HIV infection and AIDS

HIV infection and AIDS

HIV, short for "human immunodefiency virus" is a virus that progressively destroys the body's immune system. It does so by killing or damaging cells of the body's immune system.

In the early stages, HIV infection may have no symptoms or just symptoms of a flu-like illness. However as the disease progresses, the symptoms become progressively more severe. This may take several years to manifest.

AIDS (acquired immunodeficiency syndrome) is the advanced stage of HIV infection. The body's immune system has been largely destroyed and it is susceptible to many life-threatening diseases and certain cancers.

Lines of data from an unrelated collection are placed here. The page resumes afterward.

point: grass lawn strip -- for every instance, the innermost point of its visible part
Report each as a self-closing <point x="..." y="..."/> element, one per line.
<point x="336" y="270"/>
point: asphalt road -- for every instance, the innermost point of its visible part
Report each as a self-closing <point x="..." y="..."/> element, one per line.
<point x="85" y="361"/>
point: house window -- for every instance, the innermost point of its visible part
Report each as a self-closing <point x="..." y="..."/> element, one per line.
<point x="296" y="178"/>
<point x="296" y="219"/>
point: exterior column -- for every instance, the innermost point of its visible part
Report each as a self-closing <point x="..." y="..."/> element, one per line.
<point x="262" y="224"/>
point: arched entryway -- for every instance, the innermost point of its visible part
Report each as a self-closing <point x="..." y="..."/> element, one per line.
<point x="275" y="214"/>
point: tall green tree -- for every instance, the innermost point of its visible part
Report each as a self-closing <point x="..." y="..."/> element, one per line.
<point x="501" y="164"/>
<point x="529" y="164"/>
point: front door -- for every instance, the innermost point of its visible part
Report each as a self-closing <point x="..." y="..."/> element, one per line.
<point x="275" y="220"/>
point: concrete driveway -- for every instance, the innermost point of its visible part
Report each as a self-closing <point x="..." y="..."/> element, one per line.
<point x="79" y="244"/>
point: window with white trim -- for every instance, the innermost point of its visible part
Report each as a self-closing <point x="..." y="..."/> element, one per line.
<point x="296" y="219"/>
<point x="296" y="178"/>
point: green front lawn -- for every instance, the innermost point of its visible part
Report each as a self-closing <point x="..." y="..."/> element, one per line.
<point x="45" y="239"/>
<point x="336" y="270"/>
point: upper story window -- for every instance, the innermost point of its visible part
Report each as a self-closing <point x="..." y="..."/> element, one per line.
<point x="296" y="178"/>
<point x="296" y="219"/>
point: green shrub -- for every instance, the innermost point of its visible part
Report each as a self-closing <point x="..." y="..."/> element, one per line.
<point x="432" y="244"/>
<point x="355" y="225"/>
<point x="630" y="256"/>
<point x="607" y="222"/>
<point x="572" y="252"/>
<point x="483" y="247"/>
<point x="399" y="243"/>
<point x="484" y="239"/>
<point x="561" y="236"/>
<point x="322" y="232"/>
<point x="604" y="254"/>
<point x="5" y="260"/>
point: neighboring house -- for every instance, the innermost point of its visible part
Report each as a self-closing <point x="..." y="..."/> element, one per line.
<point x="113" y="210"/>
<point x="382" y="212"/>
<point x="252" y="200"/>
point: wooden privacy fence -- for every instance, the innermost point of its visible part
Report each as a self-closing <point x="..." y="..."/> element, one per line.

HIV infection reached world wide epidemic proportions since emerging in the 1980s. Transmission is mostly done through unprotected sex, the sharing of syringes or needles, and from infected mother to baby during pregnancy or birth. However there is no evidence that the infection can be spread through saliva or casual contact.

In the final stages of disease where the body has practically no immune system, all sorts of opportunistic infection can affect the body. The inevitable result of this is death.

Precautions that can be taken to prevent HIV infection include having no unprotected sex especially with someone you do not know well even if he or she shows no symptoms of infection. 

Also do not share or repeat the use of needles and syringes. The best thing to do is to not to have multiple sex partners and not to take drugs. AIDS is a killer. Your life is too precious to take chances with it.